We know that prob argument in sample is used to assign a probability of weights.
For example,
table(sample(1:4, 1e6, replace = TRUE, prob = c(0.2, 0.4, 0.3, 0.1)))/1e6
# 1 2 3 4
#0.2 0.4 0.3 0.1
table(sample(1:4, 1e6, replace = TRUE, prob = c(0.2, 0.4, 0.3, 0.1)))/1e6
# 1 2 3 4
#0.200 0.400 0.299 0.100
In this example, the sum of probability is exactly 1 (0.2 + 0.4 + 0.3 + 0.1), hence it gives the expected ratio but what if the probability does not sum to 1? What output would it give? I thought it would result in an error but it gives some value.
When the probability sums up to more than 1.
table(sample(1:4, 1e6, replace = TRUE, prob = c(0.2, 0.5, 0.5, 0.1)))/1e6
# 1 2 3 4
#0.1544 0.3839 0.3848 0.0768
table(sample(1:4, 1e6, replace = TRUE, prob = c(0.2, 0.5, 0.5, 0.1)))/1e6
# 1 2 3 4
#0.1544 0.3842 0.3848 0.0767
When the probability sums up to less than 1
table(sample(1:4, 1e6, replace = TRUE, prob = c(0.1, 0.1, 0.5, 0.1)))/1e6
# 1 2 3 4
#0.124 0.125 0.625 0.125
table(sample(1:4, 1e6, replace = TRUE, prob = c(0.1, 0.1, 0.5, 0.1)))/1e6
# 1 2 3 4
#0.125 0.125 0.625 0.125
As we can see, running multiple times gives the output which is not equal to prob but the results are not random as well. How are the numbers distributed in this case? Where is it documented?
I tried searching on the internet but didn't find any relevant information. I looked through the documentation at ?sample which has
The optional prob argument can be used to give a vector of weights for obtaining the elements of the vector being sampled. They need not sum to one, but they should be non-negative and not all zero.

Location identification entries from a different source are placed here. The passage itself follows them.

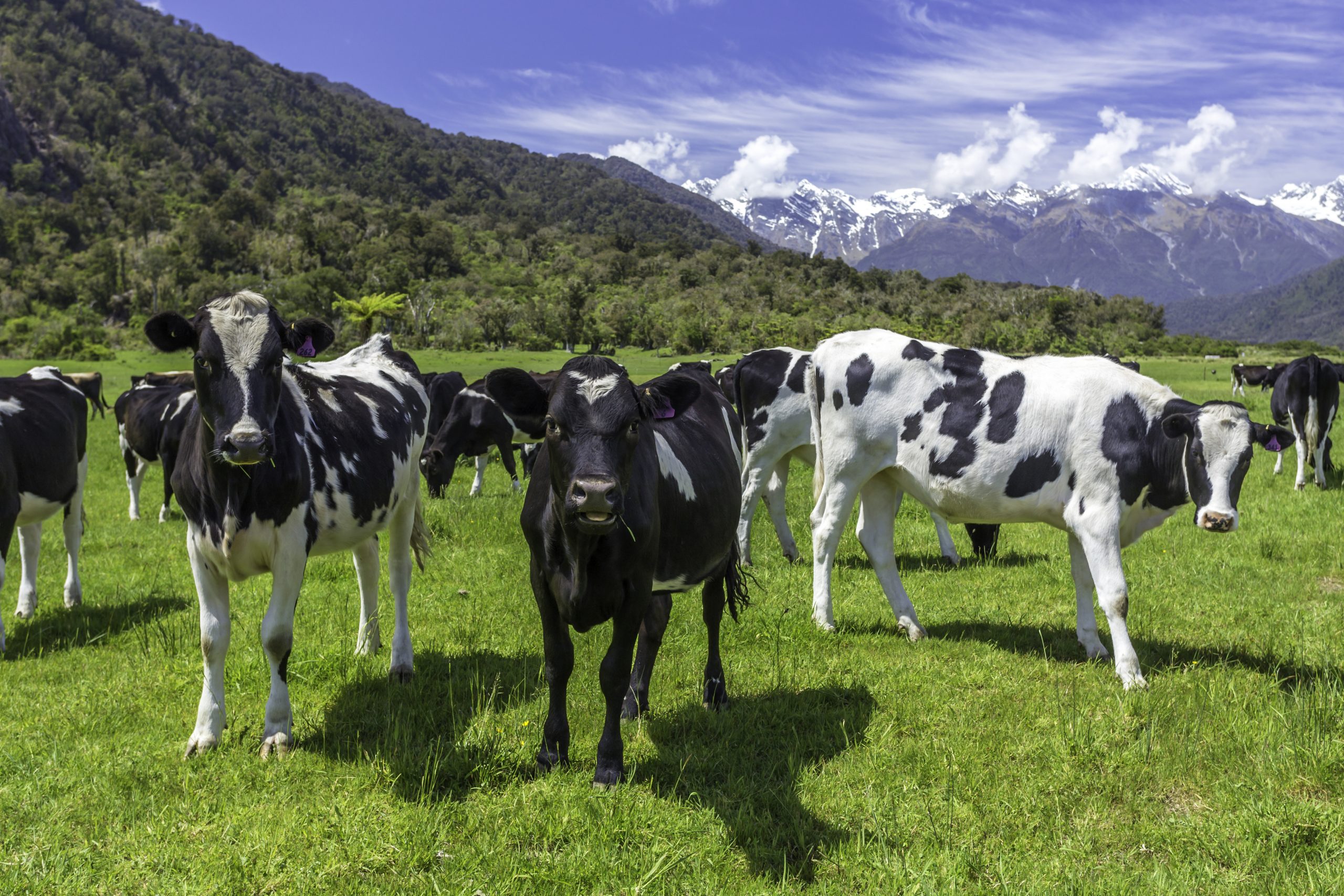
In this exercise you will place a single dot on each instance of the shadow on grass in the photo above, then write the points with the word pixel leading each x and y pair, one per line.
pixel 1155 656
pixel 745 765
pixel 56 628
pixel 418 729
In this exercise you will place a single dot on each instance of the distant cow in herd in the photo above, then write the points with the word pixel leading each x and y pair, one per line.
pixel 280 462
pixel 777 425
pixel 1073 442
pixel 44 464
pixel 634 499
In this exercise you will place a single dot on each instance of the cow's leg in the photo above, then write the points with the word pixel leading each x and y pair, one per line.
pixel 945 543
pixel 646 655
pixel 615 676
pixel 73 531
pixel 368 640
pixel 711 609
pixel 877 534
pixel 213 594
pixel 1084 590
pixel 480 476
pixel 400 579
pixel 30 544
pixel 828 519
pixel 1102 554
pixel 277 640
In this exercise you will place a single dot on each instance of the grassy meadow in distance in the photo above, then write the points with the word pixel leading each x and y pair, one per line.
pixel 988 758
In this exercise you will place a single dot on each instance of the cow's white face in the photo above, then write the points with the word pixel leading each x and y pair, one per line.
pixel 239 347
pixel 1220 438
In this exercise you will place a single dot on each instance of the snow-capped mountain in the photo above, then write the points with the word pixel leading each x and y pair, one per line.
pixel 1144 234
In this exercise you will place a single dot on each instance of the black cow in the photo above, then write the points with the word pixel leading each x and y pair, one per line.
pixel 44 465
pixel 1306 398
pixel 280 462
pixel 92 387
pixel 475 425
pixel 150 425
pixel 443 388
pixel 634 500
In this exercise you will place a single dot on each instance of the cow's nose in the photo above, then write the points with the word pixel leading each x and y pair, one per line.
pixel 248 446
pixel 593 498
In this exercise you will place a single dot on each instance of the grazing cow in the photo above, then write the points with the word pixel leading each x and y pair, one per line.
pixel 44 465
pixel 150 425
pixel 167 378
pixel 474 425
pixel 777 426
pixel 1306 398
pixel 441 388
pixel 280 462
pixel 92 387
pixel 1254 375
pixel 628 505
pixel 1074 442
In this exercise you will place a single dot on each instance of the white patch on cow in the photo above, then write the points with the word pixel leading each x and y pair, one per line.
pixel 594 388
pixel 671 467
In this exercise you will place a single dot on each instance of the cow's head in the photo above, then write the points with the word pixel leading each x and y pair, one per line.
pixel 1218 442
pixel 594 419
pixel 239 344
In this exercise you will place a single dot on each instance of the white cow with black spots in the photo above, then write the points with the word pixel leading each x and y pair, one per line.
pixel 1077 442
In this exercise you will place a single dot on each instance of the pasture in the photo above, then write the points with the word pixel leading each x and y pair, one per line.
pixel 988 758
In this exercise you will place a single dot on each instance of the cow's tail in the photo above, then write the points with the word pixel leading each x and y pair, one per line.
pixel 819 472
pixel 421 539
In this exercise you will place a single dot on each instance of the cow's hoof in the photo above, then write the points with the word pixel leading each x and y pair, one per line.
pixel 279 745
pixel 716 693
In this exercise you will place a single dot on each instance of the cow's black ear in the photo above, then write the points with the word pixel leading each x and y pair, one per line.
pixel 1272 438
pixel 1178 426
pixel 668 395
pixel 517 393
pixel 171 332
pixel 308 336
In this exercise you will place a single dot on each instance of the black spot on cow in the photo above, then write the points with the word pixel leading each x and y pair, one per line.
pixel 1033 473
pixel 1124 442
pixel 917 351
pixel 797 374
pixel 858 379
pixel 1004 400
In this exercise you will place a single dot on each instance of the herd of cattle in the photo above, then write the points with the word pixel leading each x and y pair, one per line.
pixel 637 491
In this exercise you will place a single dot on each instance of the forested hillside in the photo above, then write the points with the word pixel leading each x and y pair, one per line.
pixel 145 164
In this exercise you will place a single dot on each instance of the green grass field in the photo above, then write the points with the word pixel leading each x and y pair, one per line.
pixel 988 758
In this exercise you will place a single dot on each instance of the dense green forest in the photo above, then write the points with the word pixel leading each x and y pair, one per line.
pixel 145 164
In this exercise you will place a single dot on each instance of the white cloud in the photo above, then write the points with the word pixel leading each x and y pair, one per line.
pixel 1102 159
pixel 664 155
pixel 1206 157
pixel 982 166
pixel 759 171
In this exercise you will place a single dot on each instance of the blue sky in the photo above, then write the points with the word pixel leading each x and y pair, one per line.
pixel 858 94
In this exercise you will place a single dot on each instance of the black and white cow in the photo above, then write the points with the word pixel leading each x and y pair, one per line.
pixel 280 462
pixel 1074 442
pixel 631 503
pixel 443 388
pixel 777 425
pixel 1306 399
pixel 44 465
pixel 150 425
pixel 475 425
pixel 90 385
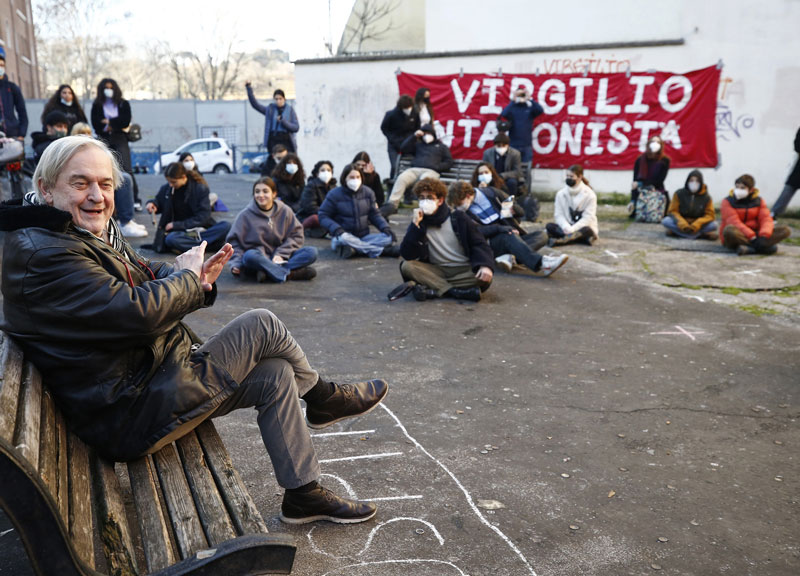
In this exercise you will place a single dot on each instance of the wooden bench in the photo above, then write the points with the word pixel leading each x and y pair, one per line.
pixel 190 511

If replace is true, Walker's alias method (Ripley, 1987) is used when there are more than 200 reasonably probable values: this gives results incompatible with those from R < 2.2.0.
So it says that the prob argument need not sum to 1 but doesn't tell what is expected when it doesn't sum to 1? I am not sure if I am missing any part of the documentation. Does anybody have any idea?